The Wall Street Journal, a Paper You Can Trust

I was thumbing through the current Atlantic (March 2006) recently, when I found this very angry letter to the editor from one Bob Bronson:
"I picked up the December issue at the airport because the article Why Iraq Has No Army by James Fallows caught my eye. Before I got to it, however, I read the Wall Street Journal editorial that mentioned the article and asserted that Mr. Fallows had not only never visited Iraq but had never interviewed anybody in either the U.S. or the Iraqi governments prior to writing it. After reading that, I decided not to invest the time in reading the article. If I want unknowledgeable anti-American propaganda, I can watch the network news.

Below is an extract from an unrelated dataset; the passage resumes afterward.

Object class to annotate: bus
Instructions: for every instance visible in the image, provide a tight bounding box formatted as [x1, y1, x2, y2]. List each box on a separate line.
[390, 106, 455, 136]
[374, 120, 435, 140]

What's this? An act of dishonesty at my favorite magazine? Well, no. Replied Fallows on the very same page:
About the Wall Street Journal’s editorial page: the allegation that Bob Bronson mentions was and is preposterous. The Journal’s editorial cited an unnamed source in the Multinational Security Training Command in Iraq—the organization responsible for training Iraqi troops—and claimed that I “didn’t even contact them while reporting the article or at anytime during at least the past nine months.” That is flatly untrue. I interviewed many members of that organization (among other civilian and military officials I spoke with), including its then commander, Lieutenant General Dave Petraeus, and his deputy. The Journal’s editorial writers would have known this claim was false had they checked with me or this magazine before publishing, which they did not do. Indeed, they would have known this if they had even looked at my article before criticizing it, since it contained lengthy quotes from Petraeus and an explanation of which interview requests the Pentagon press office had approved and denied. Mr. Bronson would have known all this if he had seen the next day’s issue of The Journal, which published a retraction of the false claim.
I wonder how many other people missed Fallow's article due to the Journal's baseless slander (and I wonder how I missed this story from last December? ) Anyway, it's all just a day at the office for the Wall Street Journal which, unlike the Times, won't even employ a columnist from the other side of the aisle. There's no equivlent of Brooks or Teirny over at the Journal, you see.